Four months later, in August 2019, Persaud called the university claiming to have placed a bomb in the John Roach Center. Normal operations continued on campus, and classes in JRC were relocated for the rest of that day.

In September 2019, Persaud called the Public Safety switchboard at 7:45 a.m., where it received several calls in a row, with different information in each call. The Facilities Design Center, John Roach Center, Anderson Student Center and O’Shaughnessy Science Center were all evacuated, but campus operations resumed at 1:30 p.m.

A week after the third threat, Persaud was arrested and charged with “using an instrumentality of interstate commerce to make a threat to kill, injure or intimidate any individual, and to damage or destroy any building, by means of fire and explosive.”

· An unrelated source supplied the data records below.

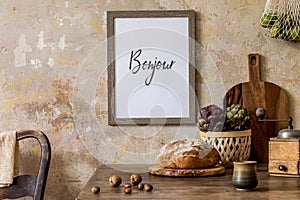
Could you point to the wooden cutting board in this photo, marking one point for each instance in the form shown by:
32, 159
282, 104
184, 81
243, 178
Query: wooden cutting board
255, 94
161, 171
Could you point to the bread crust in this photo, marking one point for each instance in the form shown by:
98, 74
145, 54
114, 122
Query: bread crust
188, 155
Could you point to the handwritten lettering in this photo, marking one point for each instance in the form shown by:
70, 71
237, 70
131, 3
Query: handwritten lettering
135, 65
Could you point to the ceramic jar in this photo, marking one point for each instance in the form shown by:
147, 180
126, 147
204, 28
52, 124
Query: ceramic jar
245, 175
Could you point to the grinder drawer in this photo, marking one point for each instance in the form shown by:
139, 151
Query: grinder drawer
283, 167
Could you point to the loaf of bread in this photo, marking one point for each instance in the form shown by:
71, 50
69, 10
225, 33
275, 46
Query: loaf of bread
188, 154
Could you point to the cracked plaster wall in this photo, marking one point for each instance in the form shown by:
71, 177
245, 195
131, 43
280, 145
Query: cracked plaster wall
53, 77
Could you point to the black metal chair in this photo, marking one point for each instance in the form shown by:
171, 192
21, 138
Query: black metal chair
31, 185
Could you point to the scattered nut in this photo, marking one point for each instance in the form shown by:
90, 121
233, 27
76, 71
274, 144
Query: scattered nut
127, 190
148, 187
115, 181
135, 179
95, 189
127, 185
140, 186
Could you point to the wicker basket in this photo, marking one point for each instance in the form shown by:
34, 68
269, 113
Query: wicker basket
232, 146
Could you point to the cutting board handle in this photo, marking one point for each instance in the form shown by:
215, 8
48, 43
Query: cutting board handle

Persaud pleaded guilty to count three of the indictment, which charged him with the September bomb threat. The U.S. Attorney’s office will ask the court to dismiss the April and August charges, the statement said. The maximum sentence for the remaining charge is 10 years imprisonment and/or a $250,000 fine. In court documents, prosecutors said they “will not seek a sentence longer than 18 months.”